‘Candle in the Wind’ Selling Brightly
Elton John’s charity recording of “Candle in the Wind 1997,” the song he sang Sept. 6 at the funeral for Diana, Princess of Wales, sold an estimated 2.8 million copies in U.S. record stores last week--four times more than any one-week total since SoundScan began monitoring U.S. sales in 1991.
SoundScan won’t release official figures until Wednesday, but A&M; Records, which distributes the single, made the sales estimate Monday, based on reports from retailers around the nation.
Mike Shallett, chief operating officer of SoundScan, said the previous seven-day high was the 632,000 set by Whitney Houston’s “I Will Always Love You” during Christmas week of 1992.
Though there was no independent measure of record sales until 1991, various industry sources agreed that no record has even approached the “Candle” one-week sales. A&M;, which distributes the single for Rocket Records, has orders for more than 12 million copies in this country. Proceeds from the record go to the Diana, Princess of Wales, Memorial Fund.
“We sold out our initial order of 2,500 copies in two days,” Laurie Miller, a clerk at Tower Records’ Sunset Strip store, said Monday. “We could have sold twice that if we had them on hand. Every call this morning has been from people wanting to know when we are going to get more copies.

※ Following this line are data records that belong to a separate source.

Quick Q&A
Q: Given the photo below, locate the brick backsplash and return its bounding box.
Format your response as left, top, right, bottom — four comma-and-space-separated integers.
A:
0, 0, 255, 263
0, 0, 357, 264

We’ve got 2,000 on order.”
Typically, Miller said, a blockbuster single at the store will sell about 500 copies in a week.
The nation’s best-selling single the week before “Candle” hit the shelves--Boyz II Men’s “4 Seasons of Loneliness”--sold around 170,000 copies.
Executives at A&M; said “Candle’s” sales last week were even greater than the estimated 2.8 million total because about 10% to 15% of the retail orders for the single came from outlets, including a hardware chain, that don’t normally carry records and aren’t monitored by SoundScan. The single, A&M; suggests, may have sold another 500,000 in those stores.